Sanger sequencing is a classical technique to determine the base pair sequence of DNA samples. The technique utilizes modified dideoxynucleotide tripshosphates (ddNTP) which lack a 3’ hydroxyl group. During normal DNA synthesis nucleotides get added sequentially. The new DNA strand contains a nucleophilic 3’ hydroxyl group which attacks the α-phosphate of the appropriate deoxynucleotide triphosphate (dNTP), resulting in its incorporation and the formation of a new phosphodiester bond. Since ddNTPs lack the nucleophile required for this reaction the elongation of the DNA strand is terminated as soon as a ddNTP is incorporated.

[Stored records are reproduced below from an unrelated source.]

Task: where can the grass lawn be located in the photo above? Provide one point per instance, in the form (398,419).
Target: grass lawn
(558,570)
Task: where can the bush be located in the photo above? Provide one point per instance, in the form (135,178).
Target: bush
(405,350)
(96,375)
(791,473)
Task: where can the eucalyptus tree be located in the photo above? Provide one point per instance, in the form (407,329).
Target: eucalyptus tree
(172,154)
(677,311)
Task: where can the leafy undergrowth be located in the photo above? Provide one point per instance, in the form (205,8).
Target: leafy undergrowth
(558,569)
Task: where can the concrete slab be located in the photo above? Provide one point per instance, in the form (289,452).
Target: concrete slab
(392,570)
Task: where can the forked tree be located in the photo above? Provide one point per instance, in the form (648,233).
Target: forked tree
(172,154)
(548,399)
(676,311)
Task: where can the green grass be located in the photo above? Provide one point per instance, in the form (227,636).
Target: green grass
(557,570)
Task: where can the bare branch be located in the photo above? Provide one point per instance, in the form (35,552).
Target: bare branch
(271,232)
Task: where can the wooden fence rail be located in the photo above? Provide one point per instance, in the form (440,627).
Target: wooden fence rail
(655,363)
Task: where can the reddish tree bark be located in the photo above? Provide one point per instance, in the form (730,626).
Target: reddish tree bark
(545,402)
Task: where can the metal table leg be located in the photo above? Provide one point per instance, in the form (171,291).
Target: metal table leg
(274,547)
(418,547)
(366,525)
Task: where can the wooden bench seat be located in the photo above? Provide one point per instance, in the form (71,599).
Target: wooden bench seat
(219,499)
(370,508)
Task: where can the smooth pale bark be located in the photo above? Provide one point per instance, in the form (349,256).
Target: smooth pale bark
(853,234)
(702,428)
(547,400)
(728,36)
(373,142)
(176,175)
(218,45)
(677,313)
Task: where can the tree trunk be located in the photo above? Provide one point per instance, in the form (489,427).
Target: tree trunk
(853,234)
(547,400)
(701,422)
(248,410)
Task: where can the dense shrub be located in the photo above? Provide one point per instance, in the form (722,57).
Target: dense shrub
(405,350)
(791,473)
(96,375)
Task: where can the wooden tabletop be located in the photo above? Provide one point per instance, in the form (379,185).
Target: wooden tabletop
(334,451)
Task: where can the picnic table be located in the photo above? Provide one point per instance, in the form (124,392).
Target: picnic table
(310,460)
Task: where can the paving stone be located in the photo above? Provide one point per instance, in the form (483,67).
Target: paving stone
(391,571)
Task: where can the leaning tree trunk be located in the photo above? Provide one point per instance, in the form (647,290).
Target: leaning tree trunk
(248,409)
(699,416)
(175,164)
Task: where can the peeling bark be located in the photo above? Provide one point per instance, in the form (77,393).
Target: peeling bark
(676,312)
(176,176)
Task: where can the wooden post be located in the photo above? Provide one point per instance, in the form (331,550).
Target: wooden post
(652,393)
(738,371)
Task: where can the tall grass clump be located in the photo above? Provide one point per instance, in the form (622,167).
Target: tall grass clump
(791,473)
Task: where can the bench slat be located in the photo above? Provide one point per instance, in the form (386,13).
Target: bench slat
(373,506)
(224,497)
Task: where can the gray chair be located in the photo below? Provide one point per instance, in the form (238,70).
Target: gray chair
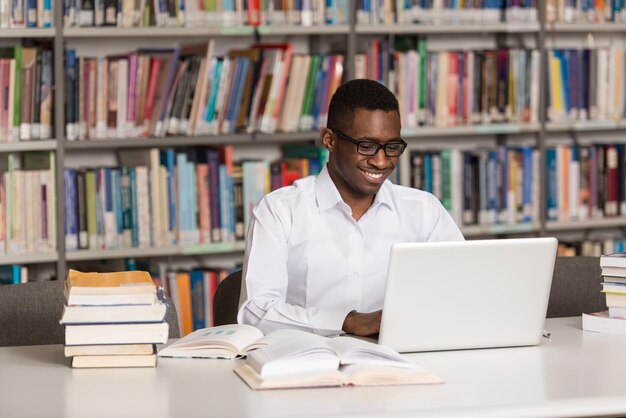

Sanger sequencing is done by carrying out DNA synthesis of the template DNA: a DNA polymerase, a DNA primer, and dNTP are required. A small amount of ddNTP is also included in the reaction mixture. One component of the synthesized DNA fragments must be labelled. For instance we could label each type of ddNTP (ddATP, ddCTP, ddGTP, and ddTTP) with different fluorescent tags. DNA synthesis of a new strand would continue until a ddNTP gets incorporated. Thus the ratio of dNTP to ddNTP determines the distribution of fragment lengths of DNA produced. After the reaction is complete the fragments are separated by polyacrylmimide gel electrophoresis, which separates them according to size. The sequence of nucleotides in the DNA can be inferred from the sequence of ddNTP types seen in the gel, as the ddNTP type reveal which nucleotide is present in each fragment’s 3’ end.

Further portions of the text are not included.